I've been having some truly whackadoodle physical events lately, no doubt the result of scything out alcohol, smokies, coffee, and psychotropic medications out of my life with one quick, clean blow.
I'm not very funny when I am not drunk. Instead, I tend to weep at fireworks and the song "Drift Away" on the radio, like some simpering fool. I consider the sunflower in its glory, and when my child said "the brussels sprouts are growing larger" I thought sagely "yes, and so are you, my child. And one day you will be grown, and I an old woman." You would think the opposite would be true--that wine would make me sniff over sunsets and pick fights with loved ones, but it just makes me feel pretty darned good. I even type better. I am sober as a worm and have already made 18 + typos that I have had to go back and fix.
Why take a break, then? Well, I suppose I don't feel so durned good in the mornings, especially with two boys sitting on my head and using it as a launching pad to my duodenum. And cigarettes, while they make one unutterably cool, are supposed to be kind of bad for one's health. I only smoke them occasionally and surreptiously after the sun has gone down, but even one wreaks havoc with my smell buds (or whatever them things are called) and sends me into a hypochondriacal tither.
I just wanted to know what it was like to eat some fresh veggies and drink a cup of tea for sport and not be jiggered up with all sorts of drugs and hoo-ha. I just had to fix eight more typos. Blast this heaththt busunessd!
So, overall I feel better. BUT I am having the oddest dizzy spells, from whence I know not whence. (Is that an accurate syntactical construction? This sobriety crap is making me feel all giddy and giving me the jim-jams!) They tend to start when I stand from a seated position or turn my head suddenly to one side. It seems I can feel a vibratory, metallic kind of shimmy in my head--like I am occupying more than one place in space at one time. Like a rapid-fire camera is going click-click-click as I turn my head, and each instant of the turn is being recorded, and I am existing in each instant of the turn. In case you were wondering, it's not fun. It's not like those tracers you used to get after your big LSD binges when you used to follow the Dead, you decadent old hippie!
Sometimes the dizziness feels more like I turned my head one way, and my brain--a lump of recalcitrant dough--rebelled and went the other way. Sometimes I get an uncomfortable little electrical surge of blood up through my brainbox, and even the blood cells seem dizzy, as if they got shocked and darted that way and then found they could not get out through the top of my head.
So when my boys asked me tonight if I'd like to roll down a hill with them, I politely declined. When we drove home, I decided looking at my blind spot too much--requiring a head turn--was not a good idea.

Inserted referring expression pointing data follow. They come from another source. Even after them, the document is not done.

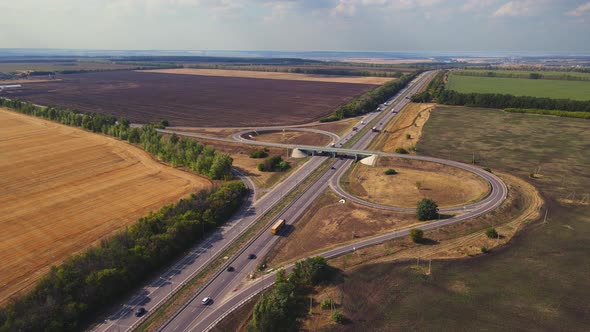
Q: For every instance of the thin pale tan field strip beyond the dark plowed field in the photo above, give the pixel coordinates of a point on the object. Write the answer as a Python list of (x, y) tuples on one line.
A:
[(274, 75)]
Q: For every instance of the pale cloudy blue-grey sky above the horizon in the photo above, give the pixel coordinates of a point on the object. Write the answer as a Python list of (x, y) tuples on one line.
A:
[(299, 25)]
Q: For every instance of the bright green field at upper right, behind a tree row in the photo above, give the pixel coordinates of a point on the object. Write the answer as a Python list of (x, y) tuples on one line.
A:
[(557, 89)]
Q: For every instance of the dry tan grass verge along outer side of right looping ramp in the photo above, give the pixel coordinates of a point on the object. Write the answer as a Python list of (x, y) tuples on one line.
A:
[(457, 241)]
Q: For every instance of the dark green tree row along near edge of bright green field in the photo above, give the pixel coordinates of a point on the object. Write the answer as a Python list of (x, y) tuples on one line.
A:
[(436, 92)]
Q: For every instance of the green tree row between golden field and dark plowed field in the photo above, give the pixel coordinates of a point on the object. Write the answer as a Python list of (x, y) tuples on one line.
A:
[(177, 151)]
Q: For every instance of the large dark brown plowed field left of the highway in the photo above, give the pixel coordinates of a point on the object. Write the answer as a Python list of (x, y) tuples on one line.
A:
[(192, 100)]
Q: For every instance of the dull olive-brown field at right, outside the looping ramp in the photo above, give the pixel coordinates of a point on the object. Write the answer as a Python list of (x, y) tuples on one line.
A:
[(537, 283)]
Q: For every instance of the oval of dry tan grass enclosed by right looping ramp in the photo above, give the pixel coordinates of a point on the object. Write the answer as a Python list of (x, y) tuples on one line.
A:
[(447, 186)]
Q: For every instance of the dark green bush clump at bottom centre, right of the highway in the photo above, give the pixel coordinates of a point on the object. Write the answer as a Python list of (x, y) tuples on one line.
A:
[(279, 309)]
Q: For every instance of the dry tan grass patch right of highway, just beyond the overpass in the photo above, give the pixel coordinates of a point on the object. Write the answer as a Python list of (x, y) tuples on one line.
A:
[(409, 121)]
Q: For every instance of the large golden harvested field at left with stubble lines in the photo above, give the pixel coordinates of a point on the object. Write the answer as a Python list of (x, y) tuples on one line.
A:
[(63, 189)]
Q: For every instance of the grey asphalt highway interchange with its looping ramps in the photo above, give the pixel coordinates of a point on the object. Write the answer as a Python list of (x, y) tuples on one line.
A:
[(229, 289)]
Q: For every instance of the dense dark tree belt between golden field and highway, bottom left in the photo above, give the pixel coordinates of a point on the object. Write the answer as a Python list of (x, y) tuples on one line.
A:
[(85, 285)]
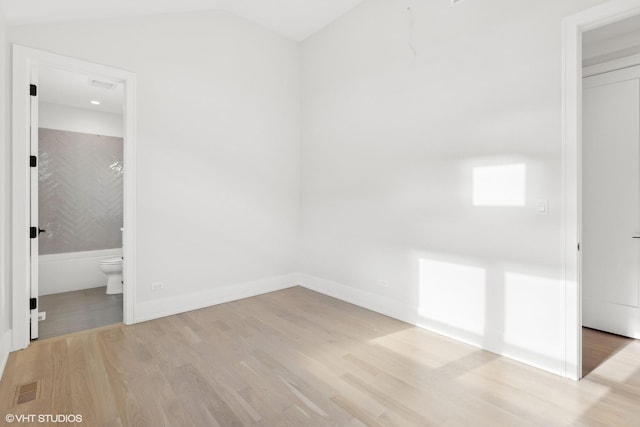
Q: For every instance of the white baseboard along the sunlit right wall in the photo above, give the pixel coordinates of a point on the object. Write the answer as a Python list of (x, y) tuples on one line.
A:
[(409, 314)]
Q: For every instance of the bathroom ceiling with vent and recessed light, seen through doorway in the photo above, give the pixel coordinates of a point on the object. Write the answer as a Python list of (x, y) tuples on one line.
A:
[(73, 90)]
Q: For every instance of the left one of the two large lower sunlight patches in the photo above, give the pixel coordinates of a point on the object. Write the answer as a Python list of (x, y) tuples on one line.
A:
[(453, 295)]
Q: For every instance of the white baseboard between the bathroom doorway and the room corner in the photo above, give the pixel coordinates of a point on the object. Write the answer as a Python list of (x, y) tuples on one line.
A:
[(149, 310)]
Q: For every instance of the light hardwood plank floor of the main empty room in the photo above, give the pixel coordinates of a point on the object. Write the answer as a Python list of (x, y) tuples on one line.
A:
[(298, 358)]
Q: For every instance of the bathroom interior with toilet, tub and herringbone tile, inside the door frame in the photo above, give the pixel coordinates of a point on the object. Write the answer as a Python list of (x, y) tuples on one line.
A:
[(80, 202)]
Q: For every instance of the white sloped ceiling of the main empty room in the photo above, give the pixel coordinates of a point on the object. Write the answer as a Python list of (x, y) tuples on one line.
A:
[(296, 19)]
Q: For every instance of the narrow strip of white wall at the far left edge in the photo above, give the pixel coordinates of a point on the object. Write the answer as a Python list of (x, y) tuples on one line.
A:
[(5, 292)]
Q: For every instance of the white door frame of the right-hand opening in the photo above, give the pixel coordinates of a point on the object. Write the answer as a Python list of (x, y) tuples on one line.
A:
[(573, 27)]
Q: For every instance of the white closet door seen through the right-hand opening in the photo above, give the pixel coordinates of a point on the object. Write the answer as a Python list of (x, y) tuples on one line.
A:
[(611, 202)]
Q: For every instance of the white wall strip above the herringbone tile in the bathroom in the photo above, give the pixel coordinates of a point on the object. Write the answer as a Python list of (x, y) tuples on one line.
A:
[(62, 117)]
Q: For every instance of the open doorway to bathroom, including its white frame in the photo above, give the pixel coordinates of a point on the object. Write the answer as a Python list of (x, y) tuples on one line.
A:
[(74, 193)]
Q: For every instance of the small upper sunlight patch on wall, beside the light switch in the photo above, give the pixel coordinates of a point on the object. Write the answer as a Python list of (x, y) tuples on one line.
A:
[(502, 185)]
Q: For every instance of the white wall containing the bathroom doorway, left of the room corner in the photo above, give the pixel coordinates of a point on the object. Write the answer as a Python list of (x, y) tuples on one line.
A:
[(218, 144)]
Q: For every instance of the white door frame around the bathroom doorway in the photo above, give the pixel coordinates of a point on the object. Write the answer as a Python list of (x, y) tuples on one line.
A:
[(26, 59)]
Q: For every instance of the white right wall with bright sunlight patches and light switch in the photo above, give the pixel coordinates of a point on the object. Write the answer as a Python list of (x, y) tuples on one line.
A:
[(421, 174)]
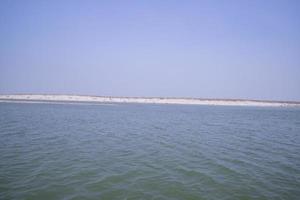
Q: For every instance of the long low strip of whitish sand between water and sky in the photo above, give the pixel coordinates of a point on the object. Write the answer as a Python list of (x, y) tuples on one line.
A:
[(154, 100)]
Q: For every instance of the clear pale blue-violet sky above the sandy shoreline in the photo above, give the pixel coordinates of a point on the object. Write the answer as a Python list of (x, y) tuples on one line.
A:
[(208, 49)]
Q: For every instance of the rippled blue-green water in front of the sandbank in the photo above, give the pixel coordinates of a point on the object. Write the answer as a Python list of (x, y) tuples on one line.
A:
[(136, 151)]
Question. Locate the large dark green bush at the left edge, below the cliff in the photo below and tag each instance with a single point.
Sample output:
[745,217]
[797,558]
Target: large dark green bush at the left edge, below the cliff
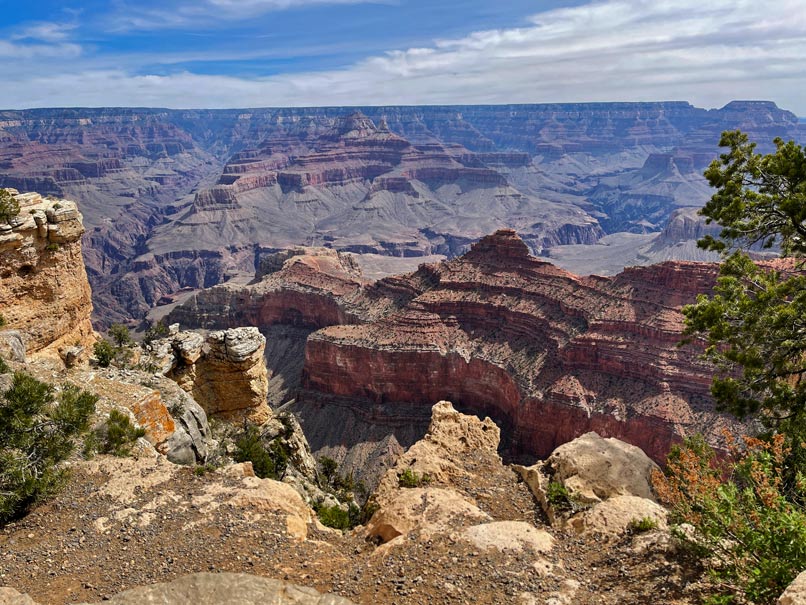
[39,432]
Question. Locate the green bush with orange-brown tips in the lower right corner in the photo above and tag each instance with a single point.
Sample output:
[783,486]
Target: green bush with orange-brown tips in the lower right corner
[749,523]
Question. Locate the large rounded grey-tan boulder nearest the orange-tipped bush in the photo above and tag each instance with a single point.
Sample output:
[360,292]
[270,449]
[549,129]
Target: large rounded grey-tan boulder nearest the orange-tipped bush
[592,468]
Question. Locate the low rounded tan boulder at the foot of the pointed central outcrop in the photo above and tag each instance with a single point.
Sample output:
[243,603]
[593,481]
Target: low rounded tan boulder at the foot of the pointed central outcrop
[429,510]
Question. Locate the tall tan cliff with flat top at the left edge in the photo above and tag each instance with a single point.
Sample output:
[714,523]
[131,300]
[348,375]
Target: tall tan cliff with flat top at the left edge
[44,292]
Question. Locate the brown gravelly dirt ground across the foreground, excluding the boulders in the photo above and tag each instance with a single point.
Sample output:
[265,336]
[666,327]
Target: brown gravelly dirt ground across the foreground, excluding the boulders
[90,542]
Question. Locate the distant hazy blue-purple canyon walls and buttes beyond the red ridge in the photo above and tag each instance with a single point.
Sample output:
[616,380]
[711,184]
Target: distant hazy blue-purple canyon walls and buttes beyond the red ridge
[184,199]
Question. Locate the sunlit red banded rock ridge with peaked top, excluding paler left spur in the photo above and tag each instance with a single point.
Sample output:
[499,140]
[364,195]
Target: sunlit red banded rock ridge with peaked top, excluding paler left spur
[548,354]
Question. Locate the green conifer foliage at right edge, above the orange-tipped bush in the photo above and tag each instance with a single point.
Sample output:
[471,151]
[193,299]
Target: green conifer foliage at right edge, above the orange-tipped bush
[755,323]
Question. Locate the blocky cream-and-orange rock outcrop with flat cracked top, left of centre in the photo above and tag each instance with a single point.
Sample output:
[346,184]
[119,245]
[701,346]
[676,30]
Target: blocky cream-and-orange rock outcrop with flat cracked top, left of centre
[225,372]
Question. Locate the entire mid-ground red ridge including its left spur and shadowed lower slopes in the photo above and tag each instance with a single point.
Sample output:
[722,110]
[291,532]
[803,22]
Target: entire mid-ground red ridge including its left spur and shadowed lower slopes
[547,354]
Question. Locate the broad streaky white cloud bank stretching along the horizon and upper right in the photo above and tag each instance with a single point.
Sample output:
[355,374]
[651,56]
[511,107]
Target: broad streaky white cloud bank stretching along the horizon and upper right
[708,53]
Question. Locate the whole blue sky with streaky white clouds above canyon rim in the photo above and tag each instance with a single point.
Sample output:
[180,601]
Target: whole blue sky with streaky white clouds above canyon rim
[269,53]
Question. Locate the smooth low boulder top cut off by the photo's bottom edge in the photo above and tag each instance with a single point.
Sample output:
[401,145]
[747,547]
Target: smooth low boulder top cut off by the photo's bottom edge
[224,588]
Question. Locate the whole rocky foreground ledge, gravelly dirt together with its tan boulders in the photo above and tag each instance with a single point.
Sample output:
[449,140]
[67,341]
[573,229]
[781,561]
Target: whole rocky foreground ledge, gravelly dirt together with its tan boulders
[468,529]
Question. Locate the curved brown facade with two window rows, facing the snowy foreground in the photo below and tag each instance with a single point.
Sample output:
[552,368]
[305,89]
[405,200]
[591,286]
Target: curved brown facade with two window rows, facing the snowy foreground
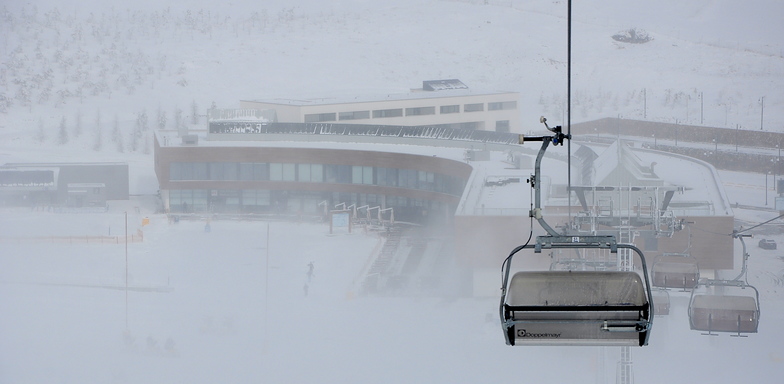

Then I saw some fireworks over the horizon, at Rye Playland. "The fireworkers are running up in the trees!" said the littlest boy. We drove after the fireworks. We chased them down Playland Parkway, but we couldn't seem to catch them. "Don't worry, you will see plenty of fireworks in your life," I said, and cried, because "lives" in general are just awfully moving and sad sometimes. "In mein lifejacket?" said littlest boy.
The presence of any typos in the above posting should be directed to management. That is, comments about the presence of said typos should be directed to management, etcetera.